We are travelling to Dover later in the month (on a Saturday) and are seeking some advice on the best route from Ireland. We are considering two route options at the moment and would welcome any of the members advice from the following ports -

1. Holyhead 

2. Pembroke

Many thanks in advance.

JoeyD


----------



## dct67 (Sep 23, 2007)

Sorry, I can't give you a direct comparison, but I drove back from Dublin recently via Holyhead as the ferry times were better than via Rosslare.

It was a painless, quick trip to the M6 /M40 / A34 (I wasn't going as far as Dover) but I was lucky with timing, the M6 can get very busy. I also chose to use the toll road around Birmingham, which I think was 10 pounds in my tag axle motorhome.

Pembroke route looks shorter (about an hour less driving to Portsmouth), but the Holyhead ferry gave me a 5 hour head start (at least).

So I'd guess there is about an hour in it in terms of UK driving time (Pembroke should faster). I did wonder about getting an overnight ferry all the way to Liverpool, but the drive along on the Welsh coast was easy and scenic too.

David


----------



## finyar (May 25, 2008)

Hi Joey, 
A lot depends on where you live in Ireland!

The Holyhead route is approx 45 miles longer and is also not as good a road for the first 50 miles from Holyhead.

I have used both routes and would much prefer Pembroke.

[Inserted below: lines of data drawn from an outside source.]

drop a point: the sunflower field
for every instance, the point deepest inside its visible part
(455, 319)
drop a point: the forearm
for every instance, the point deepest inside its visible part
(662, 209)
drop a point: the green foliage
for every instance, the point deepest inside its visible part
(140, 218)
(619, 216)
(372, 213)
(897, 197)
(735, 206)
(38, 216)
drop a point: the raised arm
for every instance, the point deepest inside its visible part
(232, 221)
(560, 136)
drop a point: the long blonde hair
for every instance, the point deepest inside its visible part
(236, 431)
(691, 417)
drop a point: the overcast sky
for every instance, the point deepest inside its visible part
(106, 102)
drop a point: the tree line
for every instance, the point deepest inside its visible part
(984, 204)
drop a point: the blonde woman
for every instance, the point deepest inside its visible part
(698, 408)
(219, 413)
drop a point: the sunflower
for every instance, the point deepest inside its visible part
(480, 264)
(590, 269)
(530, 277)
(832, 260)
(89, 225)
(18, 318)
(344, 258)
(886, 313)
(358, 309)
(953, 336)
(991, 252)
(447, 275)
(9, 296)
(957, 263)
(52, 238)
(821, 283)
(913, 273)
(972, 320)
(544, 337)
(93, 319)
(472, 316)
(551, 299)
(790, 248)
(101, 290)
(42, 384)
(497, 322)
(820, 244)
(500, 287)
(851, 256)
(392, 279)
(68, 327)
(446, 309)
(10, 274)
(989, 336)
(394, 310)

The route is really straight forward just into St Clears and on to the M4 , then M25 south, then M20 to Dover

I have driven it in abot 6 hours(from Pembroke) with a 30 min break in the middle but I would leave a little longer.

The most likely pince point will be the M25 as it depends what time you hit it 

Hope this is of help

Finyar


----------



## pippin (Nov 15, 2007)

What about the new ferry to Swansea?

A much better trip - motorways all the way through Wales & England.


----------



## tonka (Apr 24, 2006)

If I had to choose then Pembroke. You hit the motorway a lot sooner and simply go M4, M25 anti-clockwise the M20.

The north wales roads are not as fast as they look on a map. Plus the traffic around here in the Midlnads is dire, even on a Saturday.
The Toll road will cut some out but it's £9 and you still have issues going down the M1..


----------



## teifiprt (Oct 2, 2007)

Hi,
I think the Pembroke route is far better. From Pembroke to 
M4 pretty easy, then straight to M25 and round to Dover. Swansea /Cork will not benefit you greatly on the Welsh side you can drive Swansea / Pembroke in 90 mins.

HTH,
Peter.


----------



## macmomo (Jun 28, 2010)

The A55 between Holyhead and Chester can be awful, there are always road works somewhere (usually several places) and often significant delays. If you use this route (I do twice a week or more!) then travel during off-peak times if you can. Saturdays usually not too bad, but it totally depends on where they are digging up. The A55 is a local joke, but not funny when you're trying to get somewhere.


----------